Broadly speaking, "it's technology that industry uses now, because it's a lot less expensive to keep someone down there working than to have them down there for 30 minutes and come back up," she said.
4. Cousteau helped restrict commercial whaling.
Cousteau "intervened personally with heads of state and helped get the numbers necessary for the [International Whaling] Commission to pass the moratorium" on commercial whaling in 1986, Merriam said.
The moratorium remains in place today, though some countries still hunt whales in the name of scientific research.
5. Cousteau helped stop underwater dumping of nuclear waste.
Cousteau organized a popular campaign against a French-government plan to dump nuclear waste into the Mediterranean Sea in 1960—and took his fight straight to the president of the republic.
Cousteau "faced off with General de Gualle in France about the proposed dumping, and he continued to oppose nuclear power," Merriam said.
"He acknowledged that it was a clean power source and full of possibilities but felt that—as long as we're dealing with waste that we don't know how to handle—we should not pursue it."
In the end, the train carrying the waste turned back after women and children staged a sit-in on the tracks.

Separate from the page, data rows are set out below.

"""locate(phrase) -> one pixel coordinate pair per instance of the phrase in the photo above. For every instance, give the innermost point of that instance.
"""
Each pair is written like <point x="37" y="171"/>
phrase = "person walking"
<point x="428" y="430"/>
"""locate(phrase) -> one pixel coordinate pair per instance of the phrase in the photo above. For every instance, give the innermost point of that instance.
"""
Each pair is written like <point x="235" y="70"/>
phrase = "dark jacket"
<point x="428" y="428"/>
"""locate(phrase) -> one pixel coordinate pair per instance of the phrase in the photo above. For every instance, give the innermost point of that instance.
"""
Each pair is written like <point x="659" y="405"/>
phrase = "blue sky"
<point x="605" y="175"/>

Jacques Cousteau, Late-Blooming Environmentalist
Cousteau's films and books could make the ocean seem like a boundless and bountiful wonderland, bursting with life and blessedly isolated. But the captain himself knew better.
"He thought it was a conceit of humans that the oceans are endless and that we can keep turning to them as an unending source of food and anything else we wanted," Merriam said.
By all accounts, Cousteau was not always an ardent environmentalist, nor was he always particularly sensitive to the creatures he was filming in the beginning. "He started out as a spear fisherman and a world explorer, not a guardian," Merriam said.
Merriam points to a "horrific" scene in The Silent World in which the Calypso collides with a baby sperm whale. Believing the animal to be near death, the crew shoots the animal—then also shoots sharks that attack the now dead whale.
Merriam remembers when The Silent World was remastered about 20 years ago. "Everyone in the organization said we have to cut out these really ugly scenes that show all of this bad behavior."
But "Cousteau said, 'No, no we're not. It was true, and it shows how far we've come and how dreadful humans can be if we don't curtail ourselves,'" she recalled.
Jacques Cousteau Legacy Endures
If Cousteau were alive today, he would probably be saddened by how little has been done to address pollution, overfishing, and other threats to the world's oceans, said Bill Eichbaum, vice president of marine and Arctic policy at World Wildlife Fund (WWF), an international conservation organization.
(Read why Jacques Cousteau would be "heartbroken" at our seas today—commentary by his son Jean-Michel.)
But Cousteau wouldn't be discouraged, said Eichbaum, who worked with Cousteau briefly during the 1970s.
"He would be passionately concerned, and I think, even more articulate and aggressive in urging governments, companies, and individuals to protect the environment," he said.
For her part, the Cousteau Society's Merriam said, "We miss the visionary, and we're glad he set us on the path that we're trying to keep on."